The fact is that the Massachusetts campaign has drawn enormous support from non-Armenians, many of them Jews: human rights commission members, city officials, journalists, academicians, and more.

Armenians must not permit genocide denial, whether by a Turkish, Jewish, or any other kind of group.

The ADL and America

As Americans, Armenians have a wider responsibility to expose the ADL and similar organizations that falsely claim to espouse “human rights.”

ADL programs besides NPFH, such as World of Difference (WOD), have infiltrated thousands of cities, workplaces, law enforcement agencies, and public schools, the latter often attended by Armenian American children.

When Glendale’s Hoover High issued an invitation to WOD, the Armenian community put a stop to it, but only—only—because it was aware of the campaign in Massachusetts. WOD even tried to penetrate St. Stephen’s Armenian Elementary School in Watertown.

Were it not so damaging to society, it would be laughable that an organization that conspires with Turkey to cover up mass murder is strong-arming countless American citizens—children, teachers, workers, law enforcement officers, and ordinary citizens—into its “anti-hate” and “tolerance” training programs.

Some ADL members who conduct these programs may be well intentioned. But the national ADL leadership is not. It is clear, particularly given its collusion with Turkey, that the ADL is a political, not a civil or human rights, group. Its “human rights” programs are a cover—a way to influence and buy unsuspecting Americans who will later support, or at least not criticize, the ADL’s foreign and domestic agenda.

Incredibly, ADL agents have also conducted illegal surveillance of African Americans, Latinos, labor unions, and others. The police chief of Arlington, Mass., has even admitted that the ADL provides police with investigative intelligence that they cannot legally obtain themselves.

One can surmise, therefore, that the ADL may operate covertly against Armenian Americans.

Continuing the Campaign

There are compelling moral and practical reasons why Armenians must continue this campaign.

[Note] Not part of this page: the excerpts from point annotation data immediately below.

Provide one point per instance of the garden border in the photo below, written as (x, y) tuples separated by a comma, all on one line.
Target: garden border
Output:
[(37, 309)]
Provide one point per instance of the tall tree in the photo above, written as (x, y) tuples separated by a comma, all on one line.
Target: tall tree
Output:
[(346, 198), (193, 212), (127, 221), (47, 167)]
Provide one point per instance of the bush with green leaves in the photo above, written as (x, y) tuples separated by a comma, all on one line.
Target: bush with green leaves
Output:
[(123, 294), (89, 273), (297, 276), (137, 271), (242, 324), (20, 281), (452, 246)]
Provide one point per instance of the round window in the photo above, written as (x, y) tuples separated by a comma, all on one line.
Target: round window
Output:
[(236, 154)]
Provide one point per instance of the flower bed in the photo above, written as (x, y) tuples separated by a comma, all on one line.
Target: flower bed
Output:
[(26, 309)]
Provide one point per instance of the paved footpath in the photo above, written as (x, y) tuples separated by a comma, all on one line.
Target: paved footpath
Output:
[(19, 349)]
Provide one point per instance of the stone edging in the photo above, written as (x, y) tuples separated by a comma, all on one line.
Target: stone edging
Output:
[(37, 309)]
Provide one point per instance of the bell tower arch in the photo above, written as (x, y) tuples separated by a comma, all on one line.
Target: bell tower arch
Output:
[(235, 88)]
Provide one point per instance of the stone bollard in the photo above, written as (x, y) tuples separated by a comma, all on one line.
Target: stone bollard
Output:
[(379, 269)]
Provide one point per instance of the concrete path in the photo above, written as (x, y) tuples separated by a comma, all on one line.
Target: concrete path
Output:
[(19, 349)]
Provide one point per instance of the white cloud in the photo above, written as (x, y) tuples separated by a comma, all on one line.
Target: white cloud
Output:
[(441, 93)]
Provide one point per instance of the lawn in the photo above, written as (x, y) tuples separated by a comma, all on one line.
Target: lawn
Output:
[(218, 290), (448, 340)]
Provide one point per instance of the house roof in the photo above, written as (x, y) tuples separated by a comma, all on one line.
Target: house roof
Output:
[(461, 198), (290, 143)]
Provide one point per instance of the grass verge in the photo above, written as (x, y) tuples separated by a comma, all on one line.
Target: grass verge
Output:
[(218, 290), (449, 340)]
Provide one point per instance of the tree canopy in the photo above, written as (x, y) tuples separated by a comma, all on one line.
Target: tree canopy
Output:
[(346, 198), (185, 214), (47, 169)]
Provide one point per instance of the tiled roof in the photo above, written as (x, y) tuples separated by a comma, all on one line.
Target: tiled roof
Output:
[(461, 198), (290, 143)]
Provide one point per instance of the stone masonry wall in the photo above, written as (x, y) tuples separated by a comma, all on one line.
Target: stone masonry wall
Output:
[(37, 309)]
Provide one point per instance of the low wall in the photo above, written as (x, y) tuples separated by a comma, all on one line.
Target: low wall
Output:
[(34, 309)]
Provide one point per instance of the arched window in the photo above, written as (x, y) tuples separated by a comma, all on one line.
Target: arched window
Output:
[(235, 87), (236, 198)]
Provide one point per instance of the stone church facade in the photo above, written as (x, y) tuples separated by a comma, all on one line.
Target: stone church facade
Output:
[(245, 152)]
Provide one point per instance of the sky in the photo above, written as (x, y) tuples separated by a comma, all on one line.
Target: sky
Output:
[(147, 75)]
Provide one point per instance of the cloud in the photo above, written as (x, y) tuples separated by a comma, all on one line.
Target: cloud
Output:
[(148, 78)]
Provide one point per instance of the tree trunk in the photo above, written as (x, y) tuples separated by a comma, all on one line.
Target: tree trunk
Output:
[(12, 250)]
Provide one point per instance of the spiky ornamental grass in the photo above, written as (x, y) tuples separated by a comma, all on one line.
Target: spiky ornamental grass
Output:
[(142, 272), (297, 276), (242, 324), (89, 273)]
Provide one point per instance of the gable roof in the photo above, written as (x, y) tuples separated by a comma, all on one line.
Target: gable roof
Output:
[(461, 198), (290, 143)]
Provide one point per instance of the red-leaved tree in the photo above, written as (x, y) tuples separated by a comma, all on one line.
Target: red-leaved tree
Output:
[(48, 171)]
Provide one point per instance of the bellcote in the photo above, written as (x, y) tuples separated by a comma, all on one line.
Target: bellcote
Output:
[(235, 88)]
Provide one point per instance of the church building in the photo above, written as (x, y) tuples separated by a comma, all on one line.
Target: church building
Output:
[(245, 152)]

Human rights experts say that the Armenian Genocide was—and denial of any genocide is—an offense against humankind as a whole. All people, therefore, Armenians included, have a responsibility to confront denialists.

Even Israelis acknowledge that Israeli-Turkish accords include an unwritten proviso that top Jewish lobbying groups such as the ADL work against Armenians on virtually every issue of concern to Armenian Americans, such as military aid to Azerbaijan and Turkey.

According to political analyst Harut Sassounian, for example, AJC and B’nai B’rith officials issued “a public pledge to help enact pro-Azeri and pro-Turkish legislation and counter Armenian and Greek initiatives in the U.S. Congress.”

Exposing the holocaust hypocrisy of the ADL and other organizations reduces their credibility and, therefore, their ability to damage Armenian American interests.

Even locally, ADL members have worked against Armenian interests. A top ADL officer and well-connected Boston figure, Peter Meade, has made himself the main opponent of the proposed Armenian Heritage Park—which includes a genocide plaque—on Boston’s Rose Kennedy Greenway.

Will Armenian Americans confront organizations that harm not just their interests, but also those of the wider American society? In Massachusetts, yes. Elsewhere, it remains to be seen.